Al encuentro de la palabra… según San Juan para la Lectio Divina
¿Quién puede hacerle caso?
Jn 6, 61-70 – XXI Domingo del Tiempo Ordinario
P. Tony Salinas Avery
asalinasavery@gmail.com
Hoy se termina el gran discurso de Jesús, en la sinagoga de Cafarnaúm, sobre el pan de vida. Tal discurso ha creado una pequeña crisis en el seguimiento de Jesús, a tal punto que Juan recoge expresiones como: “Este lenguaje es duro”, es decir, – si nos atenemos al original griego- se puede traducir como: es un lenguaje incomprensible, fanático y hasta ofensivo a la inteligencia de los oyentes (“¿quién puede entenderlo?”). Este final del discurso se sitúa ante la crisis y tensión que viven sus seguidores, hasta el punto que muchos de sus discípulos “se echaron para atrás”, separando su camino de aquel extraño rabí de Nazaret; más aún, a los mismo doce Jesús les pregunta si le quieren volver la espalda y “no ir más con Él”, casi apostatando de Él.
El centro del discurso y de toda la Palabra de Dios de este domingo, está el tema de la decisión humana. La opción del hombre frente a Dios no se hace de una vez para siempre. La interpelación de Dios, desde su Palabra o desde las situaciones cambiantes de la vida, exige una continua renovación de nuestra decisión. Así se ven interpelados los israelitas por Josué (primera lectura), y los discípulos de Jesús. Está en cuestión la fidelidad al compromiso inicial. Se trata de una decisión ante la verdad y el amor que para el cristiano, y sólo para él, son valores propios de Cristo. Es una elección a menudo dramática, lacerante porque conlleva el ingreso en la vida de la pobreza y de la humildad respecto del “ancho camino” del orgullo y de la riqueza. Es una elección radical porque conlleva la decisión por el Dios vivo y exigente contra los ídolos muertos pero cómodos.

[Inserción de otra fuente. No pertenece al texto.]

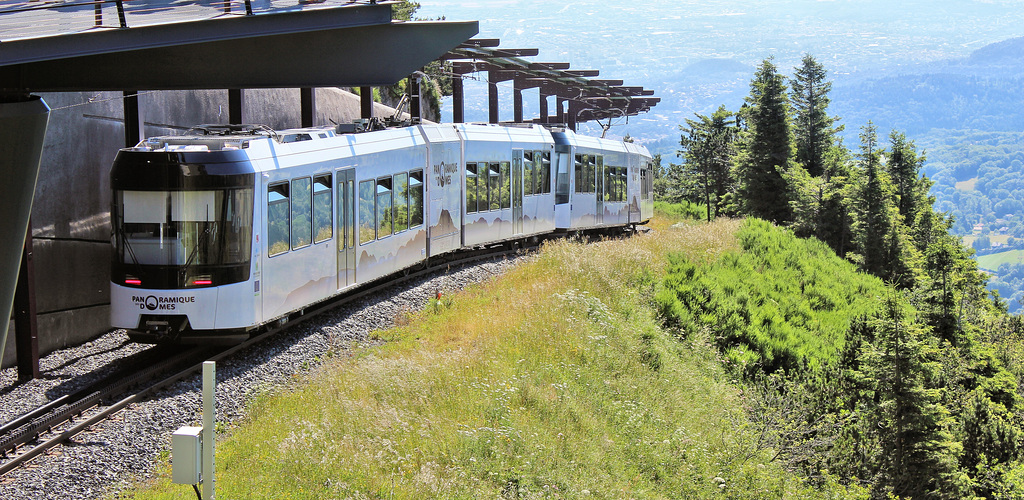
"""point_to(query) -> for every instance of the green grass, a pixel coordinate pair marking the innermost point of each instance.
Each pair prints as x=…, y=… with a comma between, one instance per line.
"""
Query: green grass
x=993, y=260
x=554, y=380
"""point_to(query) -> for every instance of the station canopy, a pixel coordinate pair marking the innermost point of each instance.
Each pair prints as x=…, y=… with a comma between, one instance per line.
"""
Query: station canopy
x=589, y=98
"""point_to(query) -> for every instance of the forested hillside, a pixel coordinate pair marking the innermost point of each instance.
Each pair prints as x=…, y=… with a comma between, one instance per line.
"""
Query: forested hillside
x=906, y=382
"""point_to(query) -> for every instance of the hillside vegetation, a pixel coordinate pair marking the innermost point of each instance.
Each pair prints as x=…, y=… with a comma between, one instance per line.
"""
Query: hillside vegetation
x=555, y=380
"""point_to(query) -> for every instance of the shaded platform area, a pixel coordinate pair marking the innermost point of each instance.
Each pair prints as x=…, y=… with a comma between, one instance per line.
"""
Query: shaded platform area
x=163, y=44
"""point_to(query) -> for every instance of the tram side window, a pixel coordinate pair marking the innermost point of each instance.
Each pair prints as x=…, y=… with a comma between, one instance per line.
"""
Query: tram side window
x=506, y=185
x=323, y=199
x=494, y=181
x=580, y=171
x=471, y=188
x=368, y=211
x=276, y=219
x=302, y=205
x=385, y=218
x=562, y=189
x=415, y=199
x=400, y=202
x=543, y=172
x=527, y=172
x=624, y=175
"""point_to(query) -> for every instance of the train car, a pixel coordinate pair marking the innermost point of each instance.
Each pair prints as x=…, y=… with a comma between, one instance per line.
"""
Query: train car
x=229, y=227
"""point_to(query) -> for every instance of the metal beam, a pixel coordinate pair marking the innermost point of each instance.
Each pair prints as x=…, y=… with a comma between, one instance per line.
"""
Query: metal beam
x=322, y=58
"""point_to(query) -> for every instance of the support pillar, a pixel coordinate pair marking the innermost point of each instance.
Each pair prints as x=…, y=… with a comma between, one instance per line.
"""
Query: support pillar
x=25, y=316
x=307, y=97
x=516, y=101
x=236, y=105
x=133, y=125
x=544, y=108
x=23, y=128
x=414, y=99
x=493, y=97
x=458, y=100
x=574, y=109
x=367, y=102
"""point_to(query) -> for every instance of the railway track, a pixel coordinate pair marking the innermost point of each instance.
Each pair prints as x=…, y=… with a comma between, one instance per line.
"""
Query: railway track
x=55, y=422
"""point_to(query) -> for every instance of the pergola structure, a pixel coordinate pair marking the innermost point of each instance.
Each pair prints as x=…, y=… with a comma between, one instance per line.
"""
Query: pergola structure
x=587, y=98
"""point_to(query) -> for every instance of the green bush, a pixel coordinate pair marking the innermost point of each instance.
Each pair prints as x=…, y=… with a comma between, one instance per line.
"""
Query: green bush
x=781, y=302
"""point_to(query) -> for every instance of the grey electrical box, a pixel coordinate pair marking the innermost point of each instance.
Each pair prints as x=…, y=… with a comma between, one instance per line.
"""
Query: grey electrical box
x=186, y=458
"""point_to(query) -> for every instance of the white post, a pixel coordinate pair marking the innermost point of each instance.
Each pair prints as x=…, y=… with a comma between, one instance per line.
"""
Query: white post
x=209, y=430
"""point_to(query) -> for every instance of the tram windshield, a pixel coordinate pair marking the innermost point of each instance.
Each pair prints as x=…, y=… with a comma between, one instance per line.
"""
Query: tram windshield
x=183, y=227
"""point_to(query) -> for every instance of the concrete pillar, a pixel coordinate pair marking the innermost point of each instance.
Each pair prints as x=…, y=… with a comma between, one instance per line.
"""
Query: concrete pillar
x=493, y=97
x=516, y=101
x=307, y=98
x=236, y=106
x=414, y=99
x=25, y=315
x=366, y=102
x=133, y=124
x=23, y=128
x=544, y=108
x=458, y=105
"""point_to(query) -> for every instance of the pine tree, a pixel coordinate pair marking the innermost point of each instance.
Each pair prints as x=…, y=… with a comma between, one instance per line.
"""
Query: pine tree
x=904, y=167
x=766, y=148
x=707, y=147
x=872, y=207
x=918, y=452
x=813, y=129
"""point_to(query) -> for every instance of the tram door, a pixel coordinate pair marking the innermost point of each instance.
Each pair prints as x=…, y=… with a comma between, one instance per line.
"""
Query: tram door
x=516, y=192
x=345, y=236
x=599, y=190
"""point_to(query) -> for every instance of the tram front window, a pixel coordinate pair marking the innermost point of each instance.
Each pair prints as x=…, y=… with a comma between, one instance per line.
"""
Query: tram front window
x=183, y=228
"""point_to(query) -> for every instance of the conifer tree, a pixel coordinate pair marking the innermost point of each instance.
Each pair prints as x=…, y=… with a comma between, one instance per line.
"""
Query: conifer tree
x=918, y=452
x=766, y=148
x=707, y=147
x=814, y=130
x=872, y=202
x=904, y=166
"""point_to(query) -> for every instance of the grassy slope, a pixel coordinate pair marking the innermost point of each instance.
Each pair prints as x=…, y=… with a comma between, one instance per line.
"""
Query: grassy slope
x=554, y=380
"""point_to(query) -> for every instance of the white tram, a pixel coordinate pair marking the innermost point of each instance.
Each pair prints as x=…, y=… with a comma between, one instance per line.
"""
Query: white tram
x=226, y=228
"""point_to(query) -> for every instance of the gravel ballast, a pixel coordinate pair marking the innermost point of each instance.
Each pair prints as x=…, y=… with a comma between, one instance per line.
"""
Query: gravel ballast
x=115, y=453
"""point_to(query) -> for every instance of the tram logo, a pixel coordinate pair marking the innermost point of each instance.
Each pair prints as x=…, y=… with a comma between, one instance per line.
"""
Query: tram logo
x=154, y=302
x=443, y=172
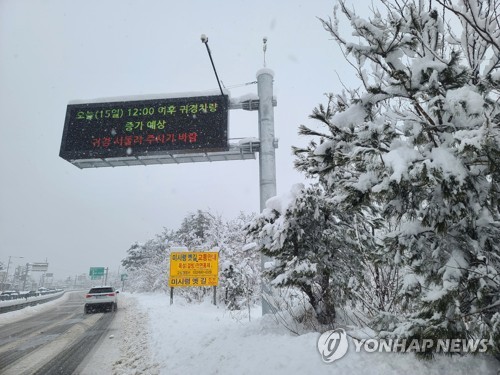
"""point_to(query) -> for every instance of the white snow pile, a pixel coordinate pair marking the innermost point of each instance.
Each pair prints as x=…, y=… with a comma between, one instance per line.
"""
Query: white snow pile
x=158, y=338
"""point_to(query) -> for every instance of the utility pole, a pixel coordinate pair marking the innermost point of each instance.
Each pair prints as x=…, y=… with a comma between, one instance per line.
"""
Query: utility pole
x=267, y=159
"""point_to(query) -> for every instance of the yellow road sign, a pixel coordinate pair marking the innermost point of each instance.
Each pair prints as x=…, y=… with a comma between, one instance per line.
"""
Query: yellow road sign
x=194, y=269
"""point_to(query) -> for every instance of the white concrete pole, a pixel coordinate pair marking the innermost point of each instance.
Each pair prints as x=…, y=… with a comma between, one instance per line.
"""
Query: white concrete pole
x=267, y=160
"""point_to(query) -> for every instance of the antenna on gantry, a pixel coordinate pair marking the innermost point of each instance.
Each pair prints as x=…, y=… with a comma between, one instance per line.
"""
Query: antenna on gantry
x=264, y=48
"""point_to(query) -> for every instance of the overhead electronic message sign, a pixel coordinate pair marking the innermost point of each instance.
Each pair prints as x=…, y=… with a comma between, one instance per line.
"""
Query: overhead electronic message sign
x=145, y=127
x=194, y=269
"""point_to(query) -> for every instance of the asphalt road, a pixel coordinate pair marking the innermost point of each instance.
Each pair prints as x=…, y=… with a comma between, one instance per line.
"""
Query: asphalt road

Los especialistas llaman a este fin del relato de Jn 6, “la crisis galilea”. Triste recuerdo del hecho por una parte y por otra, el inicio de una depuración de quienes quieran seguirle ayer como en el hoy de la historia. Galilea de manera espiritual presenta una frontera. A las espaldas Jesús deja a los dudosos, a los que se habían “escandalizado” por su “lenguaje duro”; deja su tierra, la familia, los recuerdos de su pasado privado. En este territorio de la Galilea del alma no está sólo la multitud superficial que había seguido a Jesús por sus signos prodigiosos, que se había detenido a escucharlo por curiosidad o porque había demostrado que podía ofrecerles pan y peces. El evangelista anota con insistencia que son los “discípulos” los que no comprenden, los que murmuran, los que se escandalizan. No basta la primera adhesión entusiasta: solamente se asemejan a semillas caídas sobre piedra que, brotan, se secan por falta de humedad porque “se acoge con alegría la palabra pero se carece de raíces” (Lc 8,6.13).
Pero también hay otro horizonte que se abre más allá de la frontera de Galilea. Es el territorio de los que se dejan conducir por el Padre que los atrae a Cristo. Son los que en las palabras de Jesús ven “espíritu y vida”. Son lo que se confiesan al egoísmo y a la debilidad de la “carne” sino que eligen la fuerza del “Espíritu que da la vida”. Son los verdaderos miembros de la familia y de la verdadera patria de Jesús. Casi en contraposición a Judas, el evangelista elige también a este campo del futuro y del más allá de Galilea una figura emblemática, Pedro. Su respuesta es una solemne profesión de fe, como lo atestiguan los verbos “creer y conocer” que expresan la plena adhesión del ser. el objeto de la fe es doble: la persona de Cristo, llamado “el santo de Dios”, o sea su pertenencia plena a la esfera de la divinidad, y su palabra que es fuente de vida eterna. Como en la escena de Cesarea de Filipo cuando Pedro había proclamado su fe: “Tú eres el Cristo, el Hijo de Dios vivo” (Mt 16,61).